Further, Counsel submitted that the proper alternative approach is not to appeal as was contended by the Defendants but instead to set aside a default judgement. He submitted that an appeal would only be in circumstances of a contested hearing. However, as the Claimant was served but was not present at the proceedings to contest it or even present when the order was made he asserted that this was not an appealable case. He relied on the cases of Evans v Bartlam 5 and Leymon Strachan v The Gleaner Company Ltd and another 6

where the approach of the court in setting aside a default judgement was set out

However, he contended further that even the option to set aside was not available at the time the matter was brought to the Claimant's attention as the matter was far gone, that is, the property was transferred to the Commissioner of Lands, consequently the claimant would be at the mercy of the discretionary power of the Judge to set aside. Therefore, it was submitted that the Constitution was the most appropriate means of vindicating the Claimant's right to the property.


It was submitted further that the granting of the civil recovery order and the further acquisition of the Claimant's property pursuant to that order was in breach of section 2 of the POCA and was not justified under section 57 of the said Act, thereby violating the Claimant's fundamental right as enshrined in section 15 of the Charter. He contended that the critical feature of section 55 of the POCA, which deals with the civil recovery regime, is that the 2 nd Defendant must first show that the property in question represents proceeds of unlawful conduct before obtaining an order for civil recovery. He stated that it is only after this is established that the 2 nd Defendant can then rely on section 55(3) which allows for the Claimant's properties to be confiscated even though acquired before the appointed day on May 30, 2007. However, he noted that there is a twenty years limitation period within which to bring the proceedings from the time of acquisition through unlawful conduct.

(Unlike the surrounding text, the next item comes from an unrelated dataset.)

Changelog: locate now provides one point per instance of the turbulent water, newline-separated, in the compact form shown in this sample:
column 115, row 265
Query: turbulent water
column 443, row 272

Mr. Wildman also contended that the definition of criminal conduct under section 2 of the Act is subsumed in the definition given to unlawful conduct. As such, it is his contention that the time restriction on what is considered criminal conduct, that is, conduct which occurs on or after the appointed day May 30, 2007 is applicable

in the determination of unlawful conduct. The importance of the appointed day was recognized by Lord Hughes in Assets Recovery Agency (Ex parte) (Jamaica) 7

On that basis he contended that the 2 nd Defendant would then be required to show that:

He submitted that otherwise the conduct could not qualify as an unlawful conduct for the purposes of the POCA.